A IV Cúpula dos Presidentes da América, ocorrida nos dias 4 e 5 de novembro de 2005, havia sido programada para consolidar, e festejar, uma Área de Livre Comércio das Américas (ALCA), programada para começar neste mesmo ano. Era para ser a consagração do domínio do grande capital e de sua representação imperial sobre todo o hemisfério. Os EUA exibindo ao mundo os benefícios diretos da expansão de seu poder econômico e militar. Prosperidade e segurança na América como condição e promessa para um mundo sob os mesmos parâmetros. A periferia dos EUA como se fosse uma grande China, só que domesticada em seu próprio quintal. Enormes estoques de mão-de-obra barata, cinturões especializados em commodities, incalculáveis recursos naturais à disposição, mercados consumidores maleáveis e mimetizadores, institucionalidades coerentes com os interesses e as dinâmicas dos conglomerados transnacionais. A América Latina inteira esquadrinhada e reterritorializada pelo capital como o novo "american dream".

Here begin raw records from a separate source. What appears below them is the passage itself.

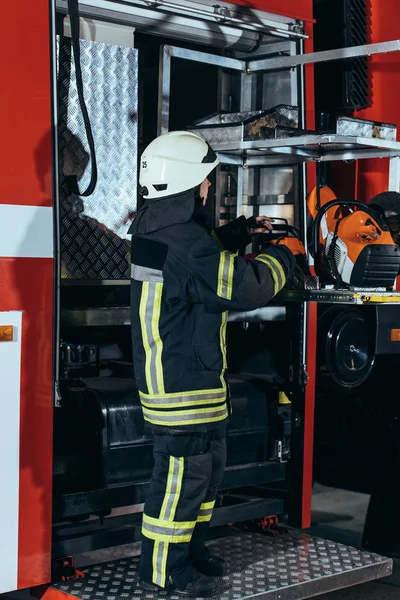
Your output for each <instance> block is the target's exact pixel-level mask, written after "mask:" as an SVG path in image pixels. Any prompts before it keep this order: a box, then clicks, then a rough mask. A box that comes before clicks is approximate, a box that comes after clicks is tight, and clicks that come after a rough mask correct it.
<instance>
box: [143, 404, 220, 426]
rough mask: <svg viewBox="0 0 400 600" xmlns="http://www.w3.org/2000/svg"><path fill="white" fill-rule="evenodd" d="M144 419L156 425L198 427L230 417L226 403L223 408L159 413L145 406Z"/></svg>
mask: <svg viewBox="0 0 400 600" xmlns="http://www.w3.org/2000/svg"><path fill="white" fill-rule="evenodd" d="M143 417H144V419H145V420H146V421H148V422H149V423H153V424H155V425H166V426H167V427H168V426H171V427H173V426H175V425H197V424H199V423H214V422H217V421H222V420H223V419H226V418H227V417H228V409H227V406H226V402H224V403H223V404H222V405H221V406H216V407H209V408H199V409H197V410H175V411H172V410H171V411H157V410H149V409H148V408H146V407H145V406H143Z"/></svg>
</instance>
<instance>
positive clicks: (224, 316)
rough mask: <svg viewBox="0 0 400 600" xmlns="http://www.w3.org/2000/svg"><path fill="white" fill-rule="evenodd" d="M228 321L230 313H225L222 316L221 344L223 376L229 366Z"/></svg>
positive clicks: (225, 312)
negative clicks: (226, 359) (229, 313)
mask: <svg viewBox="0 0 400 600" xmlns="http://www.w3.org/2000/svg"><path fill="white" fill-rule="evenodd" d="M227 321H228V313H227V312H223V313H222V316H221V328H220V344H221V352H222V375H223V374H224V371H225V369H226V368H227V366H228V363H227V360H226V324H227Z"/></svg>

A Cúpula presidencial pretendia instaurar as reformas de mercado de segunda e de terceira geração: ajustes fiscais estruturais, marcos regulatórios estritamente privatistas, planejamento de uma infra-estrutura especializante e desarticuladora, e financiamentos ainda mais condicionais. Trata-se de uma liberalização coordenada que objetiva aprofundar nossas diferenças e depois engessá-las através de mediações sociais e ambientais, criminalizando-se o que ficar "alheio" a tais "consensos". Uma vitrine particular de um capitalismo com padrões superiores de eficiência econômica e estabilidade sócio-política.

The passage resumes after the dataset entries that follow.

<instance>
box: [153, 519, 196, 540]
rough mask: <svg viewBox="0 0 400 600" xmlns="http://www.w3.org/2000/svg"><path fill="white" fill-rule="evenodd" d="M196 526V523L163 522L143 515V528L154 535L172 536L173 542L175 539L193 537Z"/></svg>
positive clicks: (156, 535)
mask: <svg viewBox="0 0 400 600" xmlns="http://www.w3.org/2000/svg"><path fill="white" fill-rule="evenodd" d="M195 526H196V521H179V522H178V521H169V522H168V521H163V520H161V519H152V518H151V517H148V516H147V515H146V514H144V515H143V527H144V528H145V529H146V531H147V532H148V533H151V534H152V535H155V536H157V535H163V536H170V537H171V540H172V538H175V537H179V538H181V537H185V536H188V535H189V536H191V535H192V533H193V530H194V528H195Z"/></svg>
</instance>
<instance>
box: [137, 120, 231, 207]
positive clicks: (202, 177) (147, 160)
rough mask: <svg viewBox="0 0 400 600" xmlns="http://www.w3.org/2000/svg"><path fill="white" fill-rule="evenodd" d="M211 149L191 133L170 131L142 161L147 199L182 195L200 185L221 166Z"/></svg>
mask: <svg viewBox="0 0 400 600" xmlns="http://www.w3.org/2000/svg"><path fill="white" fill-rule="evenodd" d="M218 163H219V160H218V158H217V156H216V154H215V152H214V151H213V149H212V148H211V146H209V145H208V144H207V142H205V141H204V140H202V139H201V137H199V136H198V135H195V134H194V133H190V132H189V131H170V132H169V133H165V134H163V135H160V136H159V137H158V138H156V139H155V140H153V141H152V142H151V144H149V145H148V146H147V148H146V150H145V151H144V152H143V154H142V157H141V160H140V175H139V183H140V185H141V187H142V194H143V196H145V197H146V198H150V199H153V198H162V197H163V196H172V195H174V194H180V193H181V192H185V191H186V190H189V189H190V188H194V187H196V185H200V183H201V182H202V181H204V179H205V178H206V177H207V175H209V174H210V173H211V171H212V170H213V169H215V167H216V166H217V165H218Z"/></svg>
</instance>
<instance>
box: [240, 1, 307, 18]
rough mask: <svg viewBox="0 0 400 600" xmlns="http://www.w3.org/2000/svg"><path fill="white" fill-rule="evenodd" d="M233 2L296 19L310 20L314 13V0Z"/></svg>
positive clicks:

Mas faltou combinar com esse lado de cá, onde sempre sobraram mãos desatadas e pedras na direção certa. Séculos de humilhação colonial, de genocídios e de etnocídios, ainda assim nos recriamos na resistência. Décadas de Ditaduras Militares, rios de sangue depois; e nos apresentamos de novo redivivos. Vieram as democracias, fragmentadoras e mistificadoras, e vacinados continuamos. Configuraram-se "pactos sociais" com setores egressos da esquerda para reciclar a dominação neoliberal; e não nos dobramos. A III Cúpula dos Povos, na mesma Mar Del Plata, entre 1 e 5 de novembro serviu para lembrar-lhes de tudo isso, e também para nos colocar em marcha.